Optimal coefficients, fixes #8847 #8885

liakdimi1 · 2023-07-22T16:11:16Z

Describe your change:

FIxes #8847
I found the optimal iterations and learning rate for achieving the closest coefficients

Add an algorithm?
Fix a bug or typo in an existing algorithm?
Documentation change?

Checklist:

tianyizheng02 · 2023-07-22T17:15:46Z

machine_learning/linear_regression.py

+    iterations = 250000
+    alpha = 0.000326


This won't give the optimal coefficients. Like I said in my original issue, gradient descent is an approximation algorithm by definition, so tweaking the parameters will only give you a better approximation. My point with the original issue is that we should add a different algorithm, one that is a direct method rather than an iterative method.

This also doesn't fix the fact that the code is still calculating SSE incorrectly.

can you elaborate on what do you mean by direct method?

A direct method gives an exact solution. By contrast, an iterative method (such as gradient descent) gives increasingly accurate approximations. With an iterative method, you get closer and closer to the exact solution but you may never actually reach that exact solution.

For example, let's say you want to find the roots of a quadratic polynomial $ax^2 + bx + c$. You could use Newton's method to approximate the roots, refining your solutions to be more and more accurate—this is an iterative method. Alternatively, you could just use the quadratic formula to just get the exact solutions—this is a direct method.

also, explain with facts why the SSE is calculated incorrectly because the code does the predictions finds the deviation and takes the squares of the deviations, and sums the errors, which is the definition of SSE.

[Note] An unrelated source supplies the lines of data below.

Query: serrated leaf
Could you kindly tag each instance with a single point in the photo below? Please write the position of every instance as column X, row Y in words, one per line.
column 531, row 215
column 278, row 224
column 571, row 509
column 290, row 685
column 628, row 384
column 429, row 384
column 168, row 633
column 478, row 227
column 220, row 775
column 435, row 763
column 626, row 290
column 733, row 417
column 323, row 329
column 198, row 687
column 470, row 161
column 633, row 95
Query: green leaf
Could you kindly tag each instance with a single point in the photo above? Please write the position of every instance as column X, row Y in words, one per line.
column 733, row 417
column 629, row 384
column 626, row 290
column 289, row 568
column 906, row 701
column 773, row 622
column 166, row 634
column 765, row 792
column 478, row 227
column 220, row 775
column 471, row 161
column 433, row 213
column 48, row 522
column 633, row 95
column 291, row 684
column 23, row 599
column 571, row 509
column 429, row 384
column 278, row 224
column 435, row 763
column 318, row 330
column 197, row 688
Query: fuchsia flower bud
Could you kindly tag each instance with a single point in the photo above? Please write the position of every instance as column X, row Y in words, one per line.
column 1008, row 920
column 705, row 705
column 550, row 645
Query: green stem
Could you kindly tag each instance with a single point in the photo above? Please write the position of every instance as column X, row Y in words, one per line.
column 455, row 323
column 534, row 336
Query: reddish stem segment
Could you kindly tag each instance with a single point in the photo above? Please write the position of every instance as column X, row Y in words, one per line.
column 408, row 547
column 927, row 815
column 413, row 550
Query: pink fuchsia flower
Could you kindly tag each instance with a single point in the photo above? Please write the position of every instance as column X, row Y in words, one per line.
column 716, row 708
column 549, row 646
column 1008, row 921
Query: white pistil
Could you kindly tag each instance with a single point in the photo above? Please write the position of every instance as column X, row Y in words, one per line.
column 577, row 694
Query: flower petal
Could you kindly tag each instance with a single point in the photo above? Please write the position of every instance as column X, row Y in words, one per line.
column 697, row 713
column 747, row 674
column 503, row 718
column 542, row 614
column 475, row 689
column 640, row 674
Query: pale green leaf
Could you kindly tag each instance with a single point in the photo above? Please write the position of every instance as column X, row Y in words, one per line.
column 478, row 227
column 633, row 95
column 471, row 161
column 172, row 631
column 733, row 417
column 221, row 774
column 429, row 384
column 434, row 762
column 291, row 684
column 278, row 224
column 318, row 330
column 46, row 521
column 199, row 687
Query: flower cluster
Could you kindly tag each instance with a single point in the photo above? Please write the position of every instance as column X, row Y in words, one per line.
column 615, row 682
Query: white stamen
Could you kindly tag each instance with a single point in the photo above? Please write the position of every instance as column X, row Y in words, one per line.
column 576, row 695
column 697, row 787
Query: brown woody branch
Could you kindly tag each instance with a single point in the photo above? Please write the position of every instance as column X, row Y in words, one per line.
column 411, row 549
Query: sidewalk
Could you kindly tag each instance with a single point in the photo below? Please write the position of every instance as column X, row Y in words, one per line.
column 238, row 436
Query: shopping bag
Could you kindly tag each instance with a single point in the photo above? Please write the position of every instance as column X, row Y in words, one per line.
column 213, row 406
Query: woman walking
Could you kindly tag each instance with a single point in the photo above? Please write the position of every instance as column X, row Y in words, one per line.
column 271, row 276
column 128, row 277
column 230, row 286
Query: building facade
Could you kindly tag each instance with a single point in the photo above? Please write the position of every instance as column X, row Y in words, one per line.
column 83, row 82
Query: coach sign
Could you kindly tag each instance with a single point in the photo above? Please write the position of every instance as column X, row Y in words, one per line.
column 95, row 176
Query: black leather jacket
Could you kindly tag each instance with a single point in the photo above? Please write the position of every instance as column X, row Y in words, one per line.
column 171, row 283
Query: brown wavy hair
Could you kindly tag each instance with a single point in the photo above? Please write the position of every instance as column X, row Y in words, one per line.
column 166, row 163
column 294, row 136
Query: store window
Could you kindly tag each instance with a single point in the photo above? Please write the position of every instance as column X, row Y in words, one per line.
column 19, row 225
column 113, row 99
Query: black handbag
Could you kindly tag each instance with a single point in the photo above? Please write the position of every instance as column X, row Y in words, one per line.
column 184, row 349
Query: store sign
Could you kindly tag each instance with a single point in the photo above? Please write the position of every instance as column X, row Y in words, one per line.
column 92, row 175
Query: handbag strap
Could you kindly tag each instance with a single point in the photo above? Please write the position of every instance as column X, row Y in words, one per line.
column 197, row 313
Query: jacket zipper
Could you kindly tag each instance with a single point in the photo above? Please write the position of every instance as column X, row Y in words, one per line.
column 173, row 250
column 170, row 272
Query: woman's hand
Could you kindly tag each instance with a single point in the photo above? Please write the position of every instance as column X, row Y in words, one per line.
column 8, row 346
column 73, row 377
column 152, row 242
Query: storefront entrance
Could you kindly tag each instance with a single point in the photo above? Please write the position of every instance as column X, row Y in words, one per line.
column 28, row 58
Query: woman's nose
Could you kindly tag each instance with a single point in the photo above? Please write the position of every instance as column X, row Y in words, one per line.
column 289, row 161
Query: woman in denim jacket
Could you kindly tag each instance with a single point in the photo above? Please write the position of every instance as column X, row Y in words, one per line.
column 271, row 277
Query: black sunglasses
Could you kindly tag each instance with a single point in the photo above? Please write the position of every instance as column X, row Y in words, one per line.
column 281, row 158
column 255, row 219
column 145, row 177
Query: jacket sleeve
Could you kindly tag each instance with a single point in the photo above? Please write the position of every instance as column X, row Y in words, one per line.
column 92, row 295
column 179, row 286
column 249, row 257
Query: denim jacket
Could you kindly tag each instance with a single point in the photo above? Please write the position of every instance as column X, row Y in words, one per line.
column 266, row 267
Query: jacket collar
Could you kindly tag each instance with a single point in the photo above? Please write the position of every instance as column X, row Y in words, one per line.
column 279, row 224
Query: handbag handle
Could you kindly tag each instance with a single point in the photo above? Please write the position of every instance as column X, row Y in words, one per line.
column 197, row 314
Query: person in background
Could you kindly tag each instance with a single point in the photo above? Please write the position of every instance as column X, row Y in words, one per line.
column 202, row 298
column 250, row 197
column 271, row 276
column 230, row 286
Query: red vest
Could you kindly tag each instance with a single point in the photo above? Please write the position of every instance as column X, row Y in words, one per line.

I already explained this with my code sample in the original issue, but sure, let's go over the math for the SSE function:

Python/machine_learning/linear_regression.py

Lines 52 to 64 in 9e08c77

def sum_of_square_error(data_x, data_y, len_data, theta):

"""Return sum of square error for error calculation

:param data_x : contains our dataset

:param data_y : contains the output (result vector)

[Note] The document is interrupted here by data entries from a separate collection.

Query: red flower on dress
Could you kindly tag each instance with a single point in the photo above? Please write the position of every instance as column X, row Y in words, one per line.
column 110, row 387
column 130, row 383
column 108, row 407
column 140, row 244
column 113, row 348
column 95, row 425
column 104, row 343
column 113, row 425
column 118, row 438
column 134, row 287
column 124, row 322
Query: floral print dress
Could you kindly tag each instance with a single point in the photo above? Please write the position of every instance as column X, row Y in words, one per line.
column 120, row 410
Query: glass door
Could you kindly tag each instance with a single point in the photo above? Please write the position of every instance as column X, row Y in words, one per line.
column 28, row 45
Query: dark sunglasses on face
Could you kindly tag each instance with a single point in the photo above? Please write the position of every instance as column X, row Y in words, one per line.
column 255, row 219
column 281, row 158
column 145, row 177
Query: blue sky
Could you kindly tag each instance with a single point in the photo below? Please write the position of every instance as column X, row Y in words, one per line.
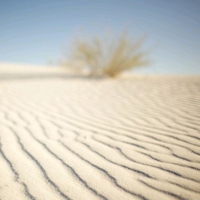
column 34, row 32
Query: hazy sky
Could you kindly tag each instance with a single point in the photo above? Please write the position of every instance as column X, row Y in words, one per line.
column 33, row 32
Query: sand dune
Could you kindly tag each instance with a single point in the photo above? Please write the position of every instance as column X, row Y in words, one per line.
column 78, row 138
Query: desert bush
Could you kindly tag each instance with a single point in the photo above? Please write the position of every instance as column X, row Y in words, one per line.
column 105, row 57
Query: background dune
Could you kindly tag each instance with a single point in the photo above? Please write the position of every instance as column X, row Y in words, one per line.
column 134, row 137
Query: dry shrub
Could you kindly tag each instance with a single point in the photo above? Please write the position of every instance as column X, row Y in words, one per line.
column 106, row 57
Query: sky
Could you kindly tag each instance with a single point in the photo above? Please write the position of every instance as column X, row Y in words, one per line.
column 36, row 32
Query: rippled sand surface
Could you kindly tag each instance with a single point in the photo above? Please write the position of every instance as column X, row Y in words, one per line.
column 79, row 138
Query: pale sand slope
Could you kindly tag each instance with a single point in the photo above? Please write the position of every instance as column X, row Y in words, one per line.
column 78, row 138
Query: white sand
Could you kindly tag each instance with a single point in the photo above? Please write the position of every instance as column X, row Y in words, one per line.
column 78, row 138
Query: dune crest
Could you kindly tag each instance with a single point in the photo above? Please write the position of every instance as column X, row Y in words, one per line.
column 75, row 138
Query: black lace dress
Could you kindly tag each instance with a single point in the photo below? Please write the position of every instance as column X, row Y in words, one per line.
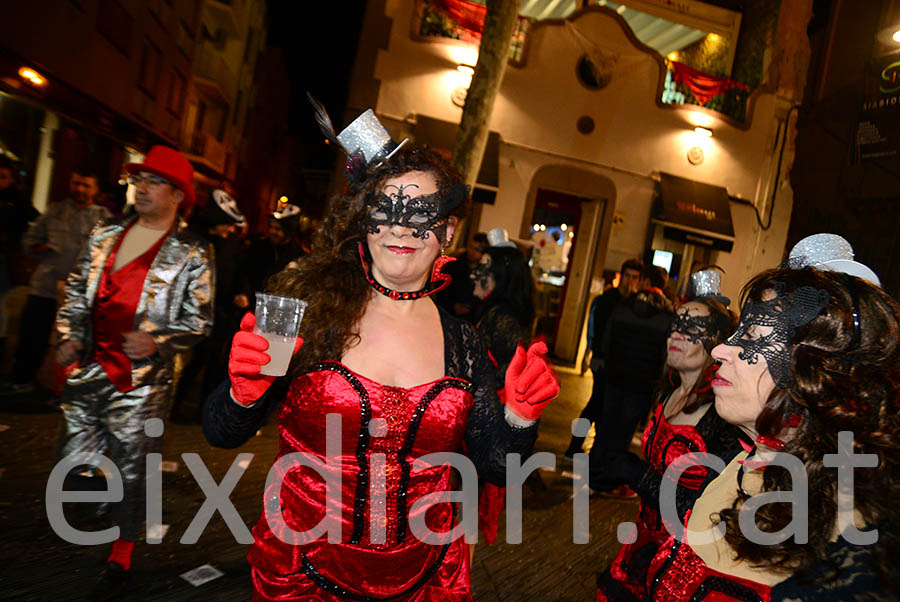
column 459, row 410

:param len_data : len of the dataset

:param theta : contains the feature vector

:return : sum of square error computed from given feature's

"""

prod = np.dot(theta, data_x.transpose())

prod -= data_y.transpose()

sum_elem = np.sum(np.square(prod))

error = sum_elem / (2 * len_data)

return error

Likes 60–62 are fine because they calculate the SSE exactly as we expect: it calculates the differences between the predicted response and actual response values, squares them, and then sums them:
$$\mathrm{SSE} = \sum_{i = 0}^{N} (\mathbf{x}_i^{\top} \boldsymbol{\theta} - \mathbf{y}_i)^2$$

However, for some reason, the function then divides the SSE by 2 * len_data. Dividing the SSE (sum of squared errors) by the number of datapoints gives you the MSE (mean squared error):
$$\mathrm{MSE} = \frac{1}{N} \sum_{i = 0}^{N} (\mathbf{x}_i^{\top} \boldsymbol{\theta} - \mathbf{y}_i)^2$$

Naturally, it follows that the "SSE" function is actually calculating half of the MSE because it's dividing the SSE by $2N$.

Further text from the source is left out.